Ongoing injury worries. Ramos cited that he is worried that key players like Paxton Pomykal and Konrad de la Fuente have had muscle injuries in recent weeks and is prepared to make changes.

“I am still worried,” Ramos said. “In particular, if we were to look at Paxton and Konrad, they're two players who have had muscular injuries the past few weeks. Your concern is not that they're going to make it on time, your concern is whether there can be a reoccurence or will they be in good form when they start to play? There is a little bit of both of those things with those particular guys.”

But Ramos is confident that with the deepest player pool he has ever had at the U-20 level, the team should remain competitive. (He even pointed out that current U.S. U-17 players in Gianluca Busio, Ricardo Pepi and Giovanni Reyna are on the 50-player preliminary U-20 roster and could be used as injury replacements.)

“This particular cycle has been a little bit different and I've noticed it's been changing from cycle to cycle - certainly the last three teams that I've had and this one being the fourth -- players are becoming more and more competitive and players are fighting for time on their first teams,” Ramos said. “This is a great place to be and where we wanted it to be a few years back when I, and all of us, started complaining: why don't young players play more? They're starting to get to that point and we're heading in the right direction.”
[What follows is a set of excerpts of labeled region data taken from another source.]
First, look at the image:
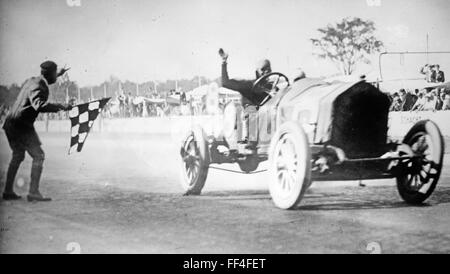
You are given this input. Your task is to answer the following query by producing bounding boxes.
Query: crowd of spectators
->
[390,88,450,111]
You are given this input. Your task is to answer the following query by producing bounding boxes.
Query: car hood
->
[278,78,364,143]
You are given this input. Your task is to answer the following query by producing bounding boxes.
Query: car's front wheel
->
[180,127,210,195]
[397,120,444,204]
[269,122,311,209]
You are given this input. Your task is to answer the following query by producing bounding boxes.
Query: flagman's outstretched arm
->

Photo: Robin Alam/Icon Sportswire

3 comments about "Tab Ramos discusses his U-20 World Cup roster selections, taking Weah and Cerrillo but not Araujo, Amaya and Amon, and injury worries".
  1. Bob Ashpole, May 11, 2019 at 2:44 p.m.

    Selection problems of the type coaches long for.

    Well written. Thanks.

  2. R2 Dad, May 11, 2019 at 3:25 p.m.

    Watching Cerillo clips, I can't believe he wasn't brought in for CONCACAF qualification--he looks exactly the kind of player who would thrive w CONCACAF officiating. Not sure once you get to UEFA /FIFA level if he's as effective, or a possible liability. Anyway, glad his MLS experience and coach is being listened to by Tab.

  3. Timothy Flynn replied, May 12, 2019 at 7:07 a.m.

    R2 Dad, I'll plead ignorance in regards to the player and officiating.  How/why would Cerillo be a benefit for Concacaf games and potentially a liability in Fifa or UEFA games?